Clone wiki

oshajava / Specifications

OshaJava Specifications

For now, see our OOPSLA 2010 paper, Composable Specifications for Structured Shared-Memory Communication. However, several improvements to the tool and the annotation system have been made since publication, making it easier to write the same specification using fewer annotations.

Modules: Delimiting Layered Communication Abstractions

When one thread writes a value to a memory location and a second thread later reads that value from that location, we say that the two threads communicate. What this means in terms of methods communicating is a little more subtel. Consider this producer-consumer pipeline implementation backed by a bounded buffer, where many producer threads call produce and many consumer threads call consume.

pipeline/ItemProcessingPipeline.java:

package pipeline;
import buffer.BoundedBuffer;
class ItemProcessingPipeline {
	BoundedBuffer pipe = new BoundedBuffer();

	// Called by producer threads
	void produce() {
    	...;  pipe.enqueue(...);  ...
	}

	// Called by consumer threads
	void consume() {
    	...;  ... = pipe.dequeue();  ...
	}
}

buffer/BoundedBuffer.java:

package buffer;
public class BoundedBuffer {
	Item[] buffer = new Item[10];
	int size = 0;
	...

	public synchronized void enqueue(Item i) {
		while (size == buffer.length) wait();
		buffer[...] = i;
		size++;
		notifyAll();
	}

	public synchronized Item dequeue() {
		while (size == 0) wait();
		size--;
		notifyAll();
		return buffer[...];
	}
}

When writes by one thread in enqueue communicate to reads in another thread in dequeue, it makes sense to say that enqueue is communicating to dequeue. However, at the pipeline level it also makes sense to say that produce communicates to consume, because produce called enqueue, which communicated to dequeue, called by consume. We clearly think about this communication in terms of layers of abstraction, which are visible when we compare the call stacks of the two threads from the above example at the time of their communicating access:

Thread 1:     | Thread 2:
--------------|---------------
produce ->    | consume ->      }-- pipeline
  enqueue ->  |   dequeue ->    }-- buffer
    write     |      read       }-- memory
  • At the bottom level, a memory write operation communicates to a memory read operation in another thread.
  • At the next level, the enqueue method, which performs the write operation, communicates to the dequeue method, which performs the read operation.
  • At the highest level of abstraction, the produce method, which called the enqueue method, communicates to the consume method, which called the dequeue method.

We solidify this intuition for layered abstractions with modules.
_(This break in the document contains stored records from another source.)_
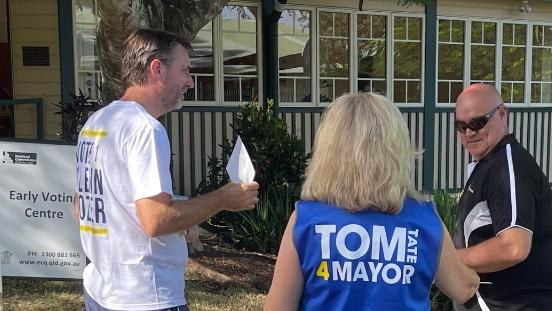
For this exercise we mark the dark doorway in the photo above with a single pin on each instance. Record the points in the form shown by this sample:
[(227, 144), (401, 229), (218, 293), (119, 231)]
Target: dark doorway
[(6, 89)]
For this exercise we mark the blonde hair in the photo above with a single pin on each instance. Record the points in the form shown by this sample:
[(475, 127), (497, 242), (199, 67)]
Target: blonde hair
[(362, 156)]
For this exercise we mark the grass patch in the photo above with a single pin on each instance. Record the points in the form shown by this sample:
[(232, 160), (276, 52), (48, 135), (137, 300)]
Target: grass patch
[(41, 295), (227, 299)]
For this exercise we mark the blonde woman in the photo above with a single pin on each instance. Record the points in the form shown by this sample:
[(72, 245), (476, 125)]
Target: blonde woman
[(362, 238)]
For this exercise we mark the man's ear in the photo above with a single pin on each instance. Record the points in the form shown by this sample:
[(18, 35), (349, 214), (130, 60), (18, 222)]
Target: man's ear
[(503, 111), (155, 69)]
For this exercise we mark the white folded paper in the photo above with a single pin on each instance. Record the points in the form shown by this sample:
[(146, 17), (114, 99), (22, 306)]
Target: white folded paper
[(239, 168)]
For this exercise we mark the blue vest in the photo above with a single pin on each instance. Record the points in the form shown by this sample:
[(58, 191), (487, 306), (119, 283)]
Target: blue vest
[(367, 260)]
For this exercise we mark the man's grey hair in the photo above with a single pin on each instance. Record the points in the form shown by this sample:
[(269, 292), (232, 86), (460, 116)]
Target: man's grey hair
[(143, 46)]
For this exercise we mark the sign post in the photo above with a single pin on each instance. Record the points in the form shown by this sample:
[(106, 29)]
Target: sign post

Communication modules divide a program up into sets of methods that communicate in a meaningful way. Communication between methods in a module forms a layer of communication abstraction. The pipeline example above has two obvious modules: the pipeline and the buffer. Memory itself can be considered a lowest-level module, containing communicating write and read operations. When a pair of call stacks of communicating operations can be broken down into these layers by module, we say they have equivalent segmentations. (See the paper for a precise definition.)

Module Annotations

By default, every Java package p has a module p.Default and every method in package p belongs to this module. A specification may assign invidividual methods or sets of methods to other modules arbitrarily using the @Module annotation.

To assign method foo to module bar.Qux, we annotate it as follows:

@Module("bar.Qux")
void foo() { ... }

Important things to remember about module annotations:

  • Module names are always fully qualified. Using @Module("Qux") refers to the module Qux in the top-level (unnamed) package even if we're using the annotation in the bar package. We have no equivalent of the import construct in Java proper.
  • Modules are created "on demand." There is no single declaration of a module. By virtue of foo being declared a member of module bar.Qux, bar.Qux will be created if it does not already exist. (This is largely to simplify the compilation process.)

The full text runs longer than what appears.